2. A structured educational monitoring data management system for autism children according to claim 1, wherein the calculating the signal-to-noise ratio of each net difference window of a previous frame of rehabilitation monitoring image of the difference image and the adjacent frame of rehabilitation monitoring image as a local signal-to-noise ratio comprises:

for any net difference window in the difference image, calculating a gray variance corresponding to the net difference window according to the pixel value of a pixel point in the net difference window in the previous frame of the rehabilitation monitoring image in the adjacent frame of the rehabilitation monitoring image and the gray mean value of the previous frame of the rehabilitation monitoring image in the adjacent frame of the rehabilitation monitoring image, and taking the gray variance as a first variance; calculating a gray variance corresponding to the difference image according to the pixel value of the pixel point in the net difference window in the difference image and the gray mean value of the difference image, and taking the gray variance as a second variance; and taking the logarithmic function value taking 10 as a base and taking the ratio of the first variance and the second variance as a true number as a local signal-to-noise ratio corresponding to the net difference window.

3. The structured teaching monitoring data management system for autism children according to claim 1, wherein the calculation formula of the mean square error of each pixel point in the previous frame of pixel points and the subsequent frame of rehabilitation monitoring image is:

wherein ,the mean square error of any pixel point b in the rehabilitation monitoring image of the previous frame pixel point a and the subsequent frame; />Is the size of the local window; />The compensation value of the v pixel point in the partial window to which the pixel point a of the previous frame belongs; />The compensation of the v-th pixel point in the local window to which the pixel point b belongs in the rehabilitation monitoring image of the next frameAnd (5) compensating.
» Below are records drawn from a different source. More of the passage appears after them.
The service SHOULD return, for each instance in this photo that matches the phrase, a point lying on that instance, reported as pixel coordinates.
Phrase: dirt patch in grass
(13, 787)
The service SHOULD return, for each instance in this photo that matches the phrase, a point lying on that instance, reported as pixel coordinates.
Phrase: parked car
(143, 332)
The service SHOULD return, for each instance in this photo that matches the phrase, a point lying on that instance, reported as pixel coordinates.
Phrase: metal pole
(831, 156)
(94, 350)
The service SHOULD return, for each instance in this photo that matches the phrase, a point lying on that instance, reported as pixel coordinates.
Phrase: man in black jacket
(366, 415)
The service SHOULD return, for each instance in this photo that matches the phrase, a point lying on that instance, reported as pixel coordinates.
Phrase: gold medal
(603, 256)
4. The system for managing structured teaching and monitoring data for autism children according to claim 1, wherein the obtaining the dynamic area and the background area in the rehabilitation monitoring image in structured teaching for autism children according to the optical flow vector corresponding to the matched pixel pair comprises:

and acquiring an optical flow vector corresponding to the matched pixel, forming an optical flow field by the optical flow vector, and determining a dynamic region and a background region in a later frame of rehabilitation monitoring image in the adjacent frame of rehabilitation monitoring image corresponding to the matched pixel pair according to the optical flow field.